Spoke/Hub architecture with multiple Subnets/VLANs at each spoke. Firewall/Group Policy questions
Wondering if I'm overcomplicating things here, or if this is a square peg/round hole situation.
We're in the process of migrating all of our satellite locations (roughly 150 of them) from ISR4321/Cat2960 hardware to MX67+MS120 (in most cases). I'm struggling to recreate the functionality of our SVI ACL's in the Meraki ecosystem.
In a nutshell, at any given satellite site the MX will have 2 WAN connections in an SD-WAN configuration. Each MX will have a full-tunnel AutoVPN tunnel established with an MX250 in concentrator mode at our Primary datacenter, and another tunnel established to our Secondary datacenter in an active-active configuration. Each satellite site has 10 separate vlans. The MX owns these.
For the sake of this post, an example would look something like this:
With the ISR4321/Cat2960 hardware, the VLANs belonged to the Cat2960. To control traffic in/out of the VLANs, we applied an inbound/outbound ACL to the SVI of said VLAN.

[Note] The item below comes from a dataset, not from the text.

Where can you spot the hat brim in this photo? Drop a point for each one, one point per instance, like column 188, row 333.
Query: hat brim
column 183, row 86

In short, the goal is to control what traffic is allowed between the VLANs at the satellite, as well as what traffic is allowed between the VLANs at the satellite and the larger corporate network.
Is the best way to recreate this in Meraki to use the group policies, and assign those to the VLANs at the MX? Can this same thing be accomplished with L3 firewall rules (i'd love to get away from stateless rulebases)? I'd much prefer to do this in a stateful manner, as well as take advantage of network objects/object groups.
This appears to be the correct answer, Meraki's network objects/object groups is the saving grace.
Previously, technicians had attempted to use the Layer 3 firewall rules but got hung up on the fact that those rules don't affect S2S VPN traffic and thought they would have to create all the rules 2x. After some thinking, reading, and some testing we ended up with the following (high-level) approach:
Enable Policy Objects (Beta) - there's a gotcha here where if you have too many objects in a group (or too many objects in general, I'm not certain) they won't all display in the Dashboard UI. The full list can be retrieved via the API though so it's no big deal
Create an object for each subnet, done via API scripting
As a side note, it would be nice if each object didn't need a 'name'. If no name is provided, the subnet address should be assumed as the name vs. requiring us to specify
Create an object-group for each 'segment' and fill with individual objects belonging to that segment. For example the ~150 enterprise workstation subnets from my first post go into the EnterpriseWorkstations object group. Add objects to object-groups in order to control deployment
Build S2S VPN firewall rules using the object-groups as the source/destinations. This reduces the # of individual rules by a vast amount, making them easier to visualize/review. Create 'default deny' rules for each object group where applicable (for the Phones or Printers object groups, as an example), factoring in the implicit allow at the bottom of the S2S VPN firewall ruleset
On the LAN side, the ruleset is standard accross the board. Powershell script to poll each 'network' for local LANs, and splat in the ruleset for each local LAN. For example don't let the Phones subnet talk to the Printers subnet, etc.
Nix the Layer 3 SVI Group Policies at each site as deployment rolls forward
This seems to be working just fine at the five locations I've migrated to the deployment described above. Unsure what performance constraints I may see (particularly at the VPN Concentrators) as this moves forward. Will follow-up if I stumble across anything.
@Crocker, as @rymiles stated, you can use the Layer 3 firewall rules on the MX. The Layer 3 outbound firewall rules apply to inter-VLAN traffic too (read Outbound as leaving a VLAN, unless its going to a VPN tunnel, in which the Site-to-site outbound firewall, on the Site-to-site VPN page, applies). These all support the firewall objects (although note that the Site-to-site outbound firewall is an organisation-wide configuration, not per network).
I'd also look at scripting your deployment (e.g. with Python) using the APIs too, if you haven't already. With that number of sites a little bit of up front effort will likely go a long way in easing your configuration and eliminating much of the chance of human error.
one other note. if you plan to use templates for the branch/spoke sites the firewall rules can use objects that reference the underlying site specific subnets. per your example, the template firewall rules could use objects for workstations, phones, printers, guest, and vendor. dashboard works out that those objects actually refer to site unique subnets underneath like 10.201.x.x, 10.202.x.x, etc.
templates aren't right for everyone as they only allow a certain amount of variability. when you have sites that are very similar templates can be great. you'll need to evaluate if it works for your deployment.